Will all products have a Health Star Rating label?
It’s up to each manufacturer to voluntarily put the Health Star Rating on their products and some types of products are excluded. All Sanitarium products will use the Health Star Rating system, and we are pleased that many other leading manufacturers are also supporting the scheme, so in time you’ll definitely see more and more stars on food packs.
How should you use the Health Star Rating?
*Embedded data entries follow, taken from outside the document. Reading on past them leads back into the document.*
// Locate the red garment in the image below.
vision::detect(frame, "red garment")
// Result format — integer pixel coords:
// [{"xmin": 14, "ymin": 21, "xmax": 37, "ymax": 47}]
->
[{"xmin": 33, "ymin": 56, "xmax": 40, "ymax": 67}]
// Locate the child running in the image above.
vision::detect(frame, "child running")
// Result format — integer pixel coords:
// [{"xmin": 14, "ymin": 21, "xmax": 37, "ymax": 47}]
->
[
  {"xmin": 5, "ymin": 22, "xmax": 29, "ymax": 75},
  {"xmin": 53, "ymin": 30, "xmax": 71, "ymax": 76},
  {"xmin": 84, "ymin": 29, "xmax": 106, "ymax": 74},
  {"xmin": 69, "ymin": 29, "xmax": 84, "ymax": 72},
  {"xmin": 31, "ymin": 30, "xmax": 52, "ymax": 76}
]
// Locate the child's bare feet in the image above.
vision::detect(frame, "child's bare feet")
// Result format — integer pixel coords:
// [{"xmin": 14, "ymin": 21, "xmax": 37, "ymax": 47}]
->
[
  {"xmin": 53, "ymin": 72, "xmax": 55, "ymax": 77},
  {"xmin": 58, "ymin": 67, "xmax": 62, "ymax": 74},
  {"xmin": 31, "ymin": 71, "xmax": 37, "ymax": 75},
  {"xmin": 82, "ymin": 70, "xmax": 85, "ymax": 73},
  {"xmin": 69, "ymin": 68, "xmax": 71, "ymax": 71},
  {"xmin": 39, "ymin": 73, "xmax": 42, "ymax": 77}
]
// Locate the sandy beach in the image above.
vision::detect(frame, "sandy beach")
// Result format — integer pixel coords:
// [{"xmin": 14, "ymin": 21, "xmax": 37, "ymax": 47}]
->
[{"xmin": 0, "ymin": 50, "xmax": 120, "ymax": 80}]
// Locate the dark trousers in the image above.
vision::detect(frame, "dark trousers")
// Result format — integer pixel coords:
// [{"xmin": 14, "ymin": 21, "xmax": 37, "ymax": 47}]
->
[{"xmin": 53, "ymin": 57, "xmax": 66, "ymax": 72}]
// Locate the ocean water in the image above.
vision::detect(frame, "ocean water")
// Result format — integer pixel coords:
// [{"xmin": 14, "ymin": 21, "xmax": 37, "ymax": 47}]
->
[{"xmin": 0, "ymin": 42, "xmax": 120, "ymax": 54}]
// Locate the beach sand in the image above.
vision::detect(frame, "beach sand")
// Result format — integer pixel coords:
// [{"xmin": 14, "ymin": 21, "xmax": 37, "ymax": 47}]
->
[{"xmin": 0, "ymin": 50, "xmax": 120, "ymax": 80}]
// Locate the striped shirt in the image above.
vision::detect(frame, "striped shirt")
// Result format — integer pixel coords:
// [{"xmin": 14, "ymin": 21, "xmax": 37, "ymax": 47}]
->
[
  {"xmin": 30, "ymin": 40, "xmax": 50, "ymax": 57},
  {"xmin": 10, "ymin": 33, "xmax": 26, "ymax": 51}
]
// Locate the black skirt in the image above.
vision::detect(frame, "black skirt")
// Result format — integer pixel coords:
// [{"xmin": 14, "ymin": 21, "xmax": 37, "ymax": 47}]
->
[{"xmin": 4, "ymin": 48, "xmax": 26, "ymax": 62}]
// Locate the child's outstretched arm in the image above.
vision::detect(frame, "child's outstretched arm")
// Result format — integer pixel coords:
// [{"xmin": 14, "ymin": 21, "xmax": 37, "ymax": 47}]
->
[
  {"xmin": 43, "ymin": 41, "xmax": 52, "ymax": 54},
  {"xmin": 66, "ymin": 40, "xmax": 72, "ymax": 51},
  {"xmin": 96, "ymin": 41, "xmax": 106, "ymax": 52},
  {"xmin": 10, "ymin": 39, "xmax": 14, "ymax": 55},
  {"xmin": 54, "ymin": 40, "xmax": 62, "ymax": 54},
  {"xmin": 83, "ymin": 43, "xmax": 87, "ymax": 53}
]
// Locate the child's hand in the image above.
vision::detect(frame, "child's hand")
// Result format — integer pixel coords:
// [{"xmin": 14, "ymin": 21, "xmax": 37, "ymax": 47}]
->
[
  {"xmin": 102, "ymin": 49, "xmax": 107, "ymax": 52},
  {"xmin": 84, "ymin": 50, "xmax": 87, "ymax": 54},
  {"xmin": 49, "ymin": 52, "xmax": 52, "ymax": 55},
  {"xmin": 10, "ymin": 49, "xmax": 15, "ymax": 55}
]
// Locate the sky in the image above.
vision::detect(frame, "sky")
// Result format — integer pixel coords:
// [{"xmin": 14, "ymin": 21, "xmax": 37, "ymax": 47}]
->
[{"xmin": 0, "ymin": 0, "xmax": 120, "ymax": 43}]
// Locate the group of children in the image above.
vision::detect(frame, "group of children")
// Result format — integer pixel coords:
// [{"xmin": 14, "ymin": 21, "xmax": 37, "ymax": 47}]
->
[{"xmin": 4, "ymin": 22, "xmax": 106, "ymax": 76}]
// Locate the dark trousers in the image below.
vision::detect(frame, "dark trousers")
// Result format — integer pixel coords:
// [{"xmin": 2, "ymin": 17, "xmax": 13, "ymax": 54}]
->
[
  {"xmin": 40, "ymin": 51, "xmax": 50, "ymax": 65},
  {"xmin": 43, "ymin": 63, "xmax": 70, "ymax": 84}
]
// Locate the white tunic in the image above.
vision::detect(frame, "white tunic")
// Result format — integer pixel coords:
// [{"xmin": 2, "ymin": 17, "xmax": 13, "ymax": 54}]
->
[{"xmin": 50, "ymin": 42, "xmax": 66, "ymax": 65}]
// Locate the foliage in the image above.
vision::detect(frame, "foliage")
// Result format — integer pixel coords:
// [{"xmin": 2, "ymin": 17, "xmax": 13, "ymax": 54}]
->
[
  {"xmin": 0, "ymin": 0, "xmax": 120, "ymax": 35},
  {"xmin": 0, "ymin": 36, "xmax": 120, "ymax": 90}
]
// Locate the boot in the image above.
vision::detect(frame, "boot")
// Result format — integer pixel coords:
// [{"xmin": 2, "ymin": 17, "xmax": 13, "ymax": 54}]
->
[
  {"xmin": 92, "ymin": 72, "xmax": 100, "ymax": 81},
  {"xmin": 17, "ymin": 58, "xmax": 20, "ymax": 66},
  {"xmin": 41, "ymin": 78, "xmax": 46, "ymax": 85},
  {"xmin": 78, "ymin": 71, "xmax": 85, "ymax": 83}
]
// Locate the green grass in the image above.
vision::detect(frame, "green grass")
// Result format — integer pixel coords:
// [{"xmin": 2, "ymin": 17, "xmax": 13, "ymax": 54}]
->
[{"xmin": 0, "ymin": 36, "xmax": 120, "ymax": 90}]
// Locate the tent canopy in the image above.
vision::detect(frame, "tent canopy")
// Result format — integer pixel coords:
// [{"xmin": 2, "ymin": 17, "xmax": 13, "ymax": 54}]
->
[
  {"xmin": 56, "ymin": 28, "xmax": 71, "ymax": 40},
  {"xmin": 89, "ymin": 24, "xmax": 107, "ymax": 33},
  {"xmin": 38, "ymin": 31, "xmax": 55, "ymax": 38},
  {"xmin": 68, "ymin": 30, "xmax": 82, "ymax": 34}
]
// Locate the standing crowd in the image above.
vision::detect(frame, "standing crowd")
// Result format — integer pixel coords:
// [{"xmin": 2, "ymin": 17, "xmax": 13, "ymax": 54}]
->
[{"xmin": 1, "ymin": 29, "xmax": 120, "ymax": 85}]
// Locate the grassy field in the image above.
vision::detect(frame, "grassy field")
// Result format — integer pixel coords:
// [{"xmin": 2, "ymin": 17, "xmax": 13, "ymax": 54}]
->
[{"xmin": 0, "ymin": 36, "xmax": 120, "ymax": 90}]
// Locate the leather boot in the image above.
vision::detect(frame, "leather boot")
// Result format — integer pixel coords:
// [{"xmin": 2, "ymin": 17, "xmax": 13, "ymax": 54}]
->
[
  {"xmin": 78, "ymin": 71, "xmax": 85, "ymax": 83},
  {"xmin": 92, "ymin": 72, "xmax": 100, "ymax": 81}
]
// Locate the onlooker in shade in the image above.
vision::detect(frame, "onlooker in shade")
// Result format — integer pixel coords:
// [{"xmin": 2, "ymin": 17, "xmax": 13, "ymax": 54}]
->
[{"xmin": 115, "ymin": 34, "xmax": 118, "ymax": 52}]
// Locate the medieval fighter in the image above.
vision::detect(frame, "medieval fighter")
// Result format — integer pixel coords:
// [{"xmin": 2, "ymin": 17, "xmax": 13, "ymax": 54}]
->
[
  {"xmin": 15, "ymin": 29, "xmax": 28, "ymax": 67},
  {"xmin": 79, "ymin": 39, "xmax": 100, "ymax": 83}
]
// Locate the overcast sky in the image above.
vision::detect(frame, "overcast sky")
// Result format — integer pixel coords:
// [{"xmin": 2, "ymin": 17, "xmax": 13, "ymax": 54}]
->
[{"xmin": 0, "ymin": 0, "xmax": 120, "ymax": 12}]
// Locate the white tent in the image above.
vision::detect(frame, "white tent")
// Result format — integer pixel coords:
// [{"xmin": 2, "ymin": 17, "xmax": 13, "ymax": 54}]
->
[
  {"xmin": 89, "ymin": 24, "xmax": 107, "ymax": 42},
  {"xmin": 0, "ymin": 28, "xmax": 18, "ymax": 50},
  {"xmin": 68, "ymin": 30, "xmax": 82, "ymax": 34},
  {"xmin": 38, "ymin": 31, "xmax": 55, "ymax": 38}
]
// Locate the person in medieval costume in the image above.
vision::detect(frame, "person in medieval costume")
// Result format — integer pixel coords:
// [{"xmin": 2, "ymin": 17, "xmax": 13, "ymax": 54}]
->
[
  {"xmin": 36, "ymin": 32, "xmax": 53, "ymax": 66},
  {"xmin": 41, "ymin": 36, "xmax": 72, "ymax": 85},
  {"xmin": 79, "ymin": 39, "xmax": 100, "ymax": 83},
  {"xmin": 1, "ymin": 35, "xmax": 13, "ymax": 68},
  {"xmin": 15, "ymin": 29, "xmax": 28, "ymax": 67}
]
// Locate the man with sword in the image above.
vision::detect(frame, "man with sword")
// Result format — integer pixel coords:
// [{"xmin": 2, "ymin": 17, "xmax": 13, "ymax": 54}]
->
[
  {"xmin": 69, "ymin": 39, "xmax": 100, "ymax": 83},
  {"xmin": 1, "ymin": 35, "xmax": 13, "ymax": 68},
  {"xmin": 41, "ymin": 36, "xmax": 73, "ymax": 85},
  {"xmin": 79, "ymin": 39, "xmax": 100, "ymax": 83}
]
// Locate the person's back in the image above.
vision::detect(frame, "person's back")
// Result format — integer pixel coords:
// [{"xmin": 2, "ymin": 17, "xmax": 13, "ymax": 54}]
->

The intention of the system is to allow people to compare similar products to assist in making healthier food choices to help reduce the consumption of nutrients associated with chronic diseases, such as heart disease and Type 2 Diabetes.. While the visual representation of the star rating appears the same or similar across all food categories it is not intended that the system is used, for example, to compare a can of soft drink with a serving of breakfast cereal. Here’s the brand new video guide:
In addition, the system is not intended to guide people on how much of a particular food to consume. So, if a product scores 5 stars, this does not mean that it can be eaten freely or in large portions. Likewise, if a food scores a low star rating, it does not necessarily mean that small amounts cannot fit within a healthy diet. Rather, the system aims to enable people to identify the healthier option within a particular food category.
Where can you get more information?
You can find Health Star Ratings for Sanitarium products on the Sanitarium website, along with further information on the rating system.
Thanks for the update Trish. I think it’s so important that the education phase of this new system be rolled out rigorously so shoppers, the media and health professionals know it’s designed to compare similar products, not products from different categories. I also like your point about portion control still needing to be factored in! I think it’s very hard to get a perfect system when you are talking about nutrients and not foods, but overall I’m excited to see the eventual research and evaluation of this new Front of pack labelling System. I hope it helps with nutrition confusion and I’m pleased to see Australia taking a uniform approach to food labels. What say you lovely readers?